SDCL 22-16-4 provides that first-degree murder may be committed either 1) by premeditation, or 2) by the perpetration or attempt to perpetrate certain enumerated felonies. The evidence may establish, as here, that a single homicide is both premeditated and in perpetration of one of the enumerated felonies. Courts have held that this alone does not establish a legislative intent to convict a person of both offenses for only one death. Houser, supra; Lowe, supra. There is nothing in SDCL 22-16-4 which would evidence an intent on the part of the legislature to permit a conviction and sentence on more than one first-degree murder when there is only one death. As stated by the Colorado Supreme Court in Lowe:

*762The legislature has not manifested any clear intent that a defendant could be convicted of more than one kind of first-degree murder where there is but one victim. The rule of lenity requires that the first-degree murder statute be construed to favor the defendant. That construction is that a defendant can be convicted only of one first-degree murder for one killing.

Id. at 1269.

A fair reading of the above cases makes it obvious that the separate acts of the defendant support the conviction for 1) first-degree robbery, 2) first-degree rape, 3) first-degree assault, and 4) first-degree murder by premeditated design, but cannot support additional convictions for 5) first-degree murder in the commission of a felony — rape, and 6) first-degree murder in the commission of a felony — robbery.* To permit all three of the murder convictions to stand against Rough Surface is error. As stated in Gray, supra at 911-12:

Although there are several ways of committing first degree murder, it is still only one crime; and only one sentence can be imposed....
It would indeed be a strange system of justice that would allow [a defendant] to be sentenced to two life sentences for the killing of one person.

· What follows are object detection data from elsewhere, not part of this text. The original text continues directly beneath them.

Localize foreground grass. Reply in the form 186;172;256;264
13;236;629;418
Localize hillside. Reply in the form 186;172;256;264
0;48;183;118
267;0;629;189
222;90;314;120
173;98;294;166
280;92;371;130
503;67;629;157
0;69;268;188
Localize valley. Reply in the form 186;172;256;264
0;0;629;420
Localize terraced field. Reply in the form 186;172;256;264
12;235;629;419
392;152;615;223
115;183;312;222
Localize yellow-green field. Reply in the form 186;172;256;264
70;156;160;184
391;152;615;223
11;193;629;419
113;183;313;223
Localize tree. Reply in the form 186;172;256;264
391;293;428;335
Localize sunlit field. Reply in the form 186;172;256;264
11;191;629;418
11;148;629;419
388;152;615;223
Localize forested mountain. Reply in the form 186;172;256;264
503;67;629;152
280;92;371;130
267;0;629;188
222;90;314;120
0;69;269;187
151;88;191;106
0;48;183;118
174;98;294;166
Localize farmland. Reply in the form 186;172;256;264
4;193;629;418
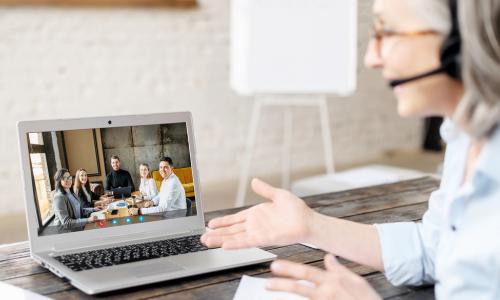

This is plain error under SDCL 23A-44-15. Breed, supra; Brammer, supra. I would reverse and remand to the trial court for vacating the convictions for first-degree murder in the commission of a felony— rape, and first-degree murder in the commission of a felony — robbery, and for appropriate resentencing.

The Kansas court has held that it is improper for the trial court to instruct a jury that they may convict a defendant of both premeditated murder and felony murder where there is one death and the theories should be given in the alternative to avoid jury confusion. Wise, supra; Jackson, supra. However, the failure to instruct in the alternative does not rise to the level of prejudicial error, unless a defendant is sentenced on both convictions. Wise, supra.